La falta de sueño le soltaba la lengua.
Hammer alzó las manos en un gesto de desesperación mientras entraban en una sala donde el alcalde había convocado una reunión especial del consistorio.
Estaba abarrotada de ciudadanos, periodistas y equipos de televisión. Cuando las dos funcionarías policiales hicieron su entrada, los presentes se pusieron de pie inmediatamente, con un gran alboroto.
—¡Jefa!
—¡Jefa Hammer! ¿Qué vamos a hacer con la delincuencia en los barrios del este?
—¡La policía no comprende a la comunidad negra!
—¡Queremos que nos devuelvan nuestros barrios!
—¡Construimos una cárcel nueva pero no enseñamos a nuestros hijos a no pisarla!
—¡El comercio en el centro ha caído un veinte por ciento desde que empezaron esos asaltos a coches con asesinatos! —exclamó otro ciudadano.
—¿Qué vamos a hacer? Mi mujer está muerta de miedo.
Hammer ya había llegado a la cabecera de la mesa y empuñaba un micrófono. Los consejeros tomaron asiento en torno a una mesa de madera en forma de herradura, con placas de metal bruñido que señalaban su cargo en el Gobierno de la ciudad. Todas las miradas se centraron en la primera jefa de policía de la historia de Charlotte, que hacía que la gente se sintiera importante, cualquiera que fuese su estatus social. En cierto modo, Judy Hammer era para algunos la única madre que habían conocido. Su jefa ayudante también caía bastante bien, allí plantada con los demás, tratando de ver por ella misma cuáles eran los problemas.
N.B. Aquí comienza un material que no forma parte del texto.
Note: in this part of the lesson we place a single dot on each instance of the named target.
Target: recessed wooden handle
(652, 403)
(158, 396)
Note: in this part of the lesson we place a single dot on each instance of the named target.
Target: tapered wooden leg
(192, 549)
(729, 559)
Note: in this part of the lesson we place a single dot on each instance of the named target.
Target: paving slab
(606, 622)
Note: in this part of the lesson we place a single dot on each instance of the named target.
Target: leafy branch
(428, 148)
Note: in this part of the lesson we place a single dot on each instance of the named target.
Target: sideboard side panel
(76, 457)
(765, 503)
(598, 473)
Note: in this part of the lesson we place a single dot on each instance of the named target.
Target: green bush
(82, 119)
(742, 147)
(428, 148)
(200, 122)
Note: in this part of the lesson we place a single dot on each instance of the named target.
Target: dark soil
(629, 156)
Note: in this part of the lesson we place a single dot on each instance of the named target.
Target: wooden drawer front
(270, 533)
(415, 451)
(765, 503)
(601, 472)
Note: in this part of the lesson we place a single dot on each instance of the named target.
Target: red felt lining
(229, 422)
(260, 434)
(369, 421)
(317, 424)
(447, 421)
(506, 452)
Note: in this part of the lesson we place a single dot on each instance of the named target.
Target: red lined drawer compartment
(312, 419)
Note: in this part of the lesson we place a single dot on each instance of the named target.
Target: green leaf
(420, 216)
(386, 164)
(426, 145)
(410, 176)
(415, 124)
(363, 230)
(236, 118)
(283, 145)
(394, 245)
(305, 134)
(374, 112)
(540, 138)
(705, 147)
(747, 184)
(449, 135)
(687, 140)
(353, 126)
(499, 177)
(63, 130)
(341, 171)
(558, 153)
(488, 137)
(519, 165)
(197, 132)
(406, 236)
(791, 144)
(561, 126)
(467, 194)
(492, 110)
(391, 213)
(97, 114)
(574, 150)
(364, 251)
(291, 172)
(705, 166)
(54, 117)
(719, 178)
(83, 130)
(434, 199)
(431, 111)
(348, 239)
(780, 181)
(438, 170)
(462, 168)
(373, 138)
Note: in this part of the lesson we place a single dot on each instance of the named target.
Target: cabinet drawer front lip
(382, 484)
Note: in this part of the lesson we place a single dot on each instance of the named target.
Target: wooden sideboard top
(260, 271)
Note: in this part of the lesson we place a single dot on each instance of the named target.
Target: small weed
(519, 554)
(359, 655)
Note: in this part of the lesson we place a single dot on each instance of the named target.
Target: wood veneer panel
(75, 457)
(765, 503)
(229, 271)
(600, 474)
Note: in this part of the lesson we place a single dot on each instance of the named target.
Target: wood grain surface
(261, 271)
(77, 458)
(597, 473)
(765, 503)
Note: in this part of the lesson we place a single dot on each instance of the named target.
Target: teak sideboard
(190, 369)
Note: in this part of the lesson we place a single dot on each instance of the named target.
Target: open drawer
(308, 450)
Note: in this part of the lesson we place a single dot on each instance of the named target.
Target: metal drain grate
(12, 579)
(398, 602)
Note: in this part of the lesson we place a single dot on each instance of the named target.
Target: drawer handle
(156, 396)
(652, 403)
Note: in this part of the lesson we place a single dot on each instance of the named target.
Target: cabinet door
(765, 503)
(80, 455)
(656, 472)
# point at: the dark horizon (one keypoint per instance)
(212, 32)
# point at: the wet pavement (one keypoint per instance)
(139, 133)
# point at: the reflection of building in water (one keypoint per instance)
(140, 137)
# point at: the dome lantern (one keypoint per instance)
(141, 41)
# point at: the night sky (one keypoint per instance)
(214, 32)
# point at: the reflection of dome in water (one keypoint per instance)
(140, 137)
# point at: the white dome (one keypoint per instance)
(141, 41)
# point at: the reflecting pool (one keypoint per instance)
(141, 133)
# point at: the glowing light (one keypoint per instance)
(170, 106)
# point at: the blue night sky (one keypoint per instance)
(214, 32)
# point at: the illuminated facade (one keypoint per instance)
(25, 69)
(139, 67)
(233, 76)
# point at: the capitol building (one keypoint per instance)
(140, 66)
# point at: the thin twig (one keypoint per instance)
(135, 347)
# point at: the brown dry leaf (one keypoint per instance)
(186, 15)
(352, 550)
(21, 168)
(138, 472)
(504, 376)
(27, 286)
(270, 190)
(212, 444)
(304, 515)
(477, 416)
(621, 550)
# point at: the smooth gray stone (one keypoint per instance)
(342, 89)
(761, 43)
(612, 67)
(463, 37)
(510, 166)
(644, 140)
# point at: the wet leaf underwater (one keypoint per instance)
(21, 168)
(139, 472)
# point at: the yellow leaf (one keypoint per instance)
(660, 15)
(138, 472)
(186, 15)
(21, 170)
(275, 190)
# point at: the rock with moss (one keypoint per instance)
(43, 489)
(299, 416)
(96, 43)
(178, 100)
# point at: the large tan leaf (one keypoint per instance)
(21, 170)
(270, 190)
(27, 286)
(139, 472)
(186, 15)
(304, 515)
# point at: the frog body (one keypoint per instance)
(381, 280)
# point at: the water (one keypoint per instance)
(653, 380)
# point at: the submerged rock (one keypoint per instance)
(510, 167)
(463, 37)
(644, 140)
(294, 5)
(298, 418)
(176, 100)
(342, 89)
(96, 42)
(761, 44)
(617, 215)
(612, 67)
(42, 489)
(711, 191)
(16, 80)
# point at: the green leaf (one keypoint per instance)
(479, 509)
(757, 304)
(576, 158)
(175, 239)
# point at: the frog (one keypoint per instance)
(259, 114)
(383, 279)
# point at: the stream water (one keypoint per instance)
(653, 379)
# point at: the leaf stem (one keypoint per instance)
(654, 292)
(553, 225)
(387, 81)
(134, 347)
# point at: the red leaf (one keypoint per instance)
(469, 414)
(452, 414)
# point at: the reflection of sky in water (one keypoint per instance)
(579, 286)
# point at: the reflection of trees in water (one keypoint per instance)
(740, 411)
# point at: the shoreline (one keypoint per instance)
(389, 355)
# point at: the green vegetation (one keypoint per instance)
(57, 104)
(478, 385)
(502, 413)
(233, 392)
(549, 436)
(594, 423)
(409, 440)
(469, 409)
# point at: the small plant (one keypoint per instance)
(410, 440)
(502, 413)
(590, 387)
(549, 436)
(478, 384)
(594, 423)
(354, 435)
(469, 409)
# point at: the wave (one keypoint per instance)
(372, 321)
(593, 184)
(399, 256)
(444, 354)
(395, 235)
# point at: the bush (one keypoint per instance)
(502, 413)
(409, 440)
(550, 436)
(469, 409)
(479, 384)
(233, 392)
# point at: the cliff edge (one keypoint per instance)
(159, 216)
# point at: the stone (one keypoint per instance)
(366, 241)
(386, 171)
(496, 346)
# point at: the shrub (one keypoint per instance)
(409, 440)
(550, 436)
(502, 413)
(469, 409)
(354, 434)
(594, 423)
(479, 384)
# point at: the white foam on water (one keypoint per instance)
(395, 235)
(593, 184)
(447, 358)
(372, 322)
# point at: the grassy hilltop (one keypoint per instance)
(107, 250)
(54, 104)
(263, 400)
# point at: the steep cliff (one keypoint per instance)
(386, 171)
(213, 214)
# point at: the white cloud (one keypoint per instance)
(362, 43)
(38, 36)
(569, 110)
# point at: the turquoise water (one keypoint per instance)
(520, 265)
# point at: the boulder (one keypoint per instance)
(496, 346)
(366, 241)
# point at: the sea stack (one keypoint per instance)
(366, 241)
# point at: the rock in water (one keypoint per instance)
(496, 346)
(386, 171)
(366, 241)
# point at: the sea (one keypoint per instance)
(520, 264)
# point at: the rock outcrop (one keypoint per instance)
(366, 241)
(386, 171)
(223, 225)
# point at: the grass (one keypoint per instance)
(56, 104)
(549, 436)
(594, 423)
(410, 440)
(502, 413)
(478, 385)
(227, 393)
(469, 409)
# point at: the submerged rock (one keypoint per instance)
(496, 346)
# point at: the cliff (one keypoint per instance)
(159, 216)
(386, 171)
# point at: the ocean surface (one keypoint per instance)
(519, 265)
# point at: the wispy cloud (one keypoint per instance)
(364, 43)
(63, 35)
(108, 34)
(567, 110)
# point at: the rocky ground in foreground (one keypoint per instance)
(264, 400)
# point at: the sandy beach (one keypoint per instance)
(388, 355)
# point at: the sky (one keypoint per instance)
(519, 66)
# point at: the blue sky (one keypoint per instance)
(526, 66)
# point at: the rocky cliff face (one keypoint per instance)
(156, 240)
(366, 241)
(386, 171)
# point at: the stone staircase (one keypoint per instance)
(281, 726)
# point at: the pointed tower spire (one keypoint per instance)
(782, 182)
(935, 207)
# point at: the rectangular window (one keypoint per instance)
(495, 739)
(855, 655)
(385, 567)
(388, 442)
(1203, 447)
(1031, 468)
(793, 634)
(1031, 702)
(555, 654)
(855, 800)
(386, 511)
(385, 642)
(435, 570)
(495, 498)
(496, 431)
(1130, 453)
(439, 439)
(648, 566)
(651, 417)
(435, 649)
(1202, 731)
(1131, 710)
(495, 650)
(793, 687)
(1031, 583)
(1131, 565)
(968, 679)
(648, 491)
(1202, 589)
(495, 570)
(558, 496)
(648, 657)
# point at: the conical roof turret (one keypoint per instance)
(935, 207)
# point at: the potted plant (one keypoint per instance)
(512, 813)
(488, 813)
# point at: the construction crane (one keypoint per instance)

—Recuperaremos nuestros barrios evitando el próximo delito —proclamó Hammer con su voz potente—. La policía no puede hacerlo sin su ayuda. Ya basta de mirar a otro lado y encogerse de hombros. —Judy, la evangelista, apuntaba en todas direcciones—. Ya basta de pensar que lo que le sucede al vecino es problema del vecino. Formamos un cuerpo… —Miró a su alrededor—. Lo que le sucede a usted, me sucede a mí.
Nadie se movió. Las miradas no se apartaron de ella mientras, plantada allí ante la concurrencia, decía una verdad que los gestores del poder del pasado no habían querido que el público escuchase. La gente tenía que recuperar sus calles, sus barrios, sus ciudades, sus estados, sus países, su mundo. Cada persona tenía que empezar a mirar por la ventana, hacer un poco de política en su propio ámbito vital e irritarse cuando al vecino le sucedía algo. Sí, señor. Plantarse. Ser un miliciano, un soldado de Cristo.
—Adelante —les dijo Hammer—. Sean policías ustedes también, y no nos necesitarán.
La sala enloqueció.
West recordó con ironía aquella abrumadora respuesta mientras ella y Brazil pasaban ante el estadio que se alzaba espectral y enorme hacia la noche, lleno de entusiastas aficionados que aclamaban a Randy Travis. El Crown Victoria de West iba directo y veloz cuando pasó ante el centro de convenciones, donde un enorme monitor de vídeo proclamaba: BIENVENIDOS A LA CIUDAD DE LA REINA. A lo lejos, otros coches patrulla apresuraban la marcha con sus luces destellantes azules y rojas, protestando por otra terrible infracción. Tampoco Brazil pudo dejar de pensar en lo oportuno del suceso, después de lo que había dicho Hammer por la mañana. Mientras acudían a la llamada, Brazil se sentía furioso.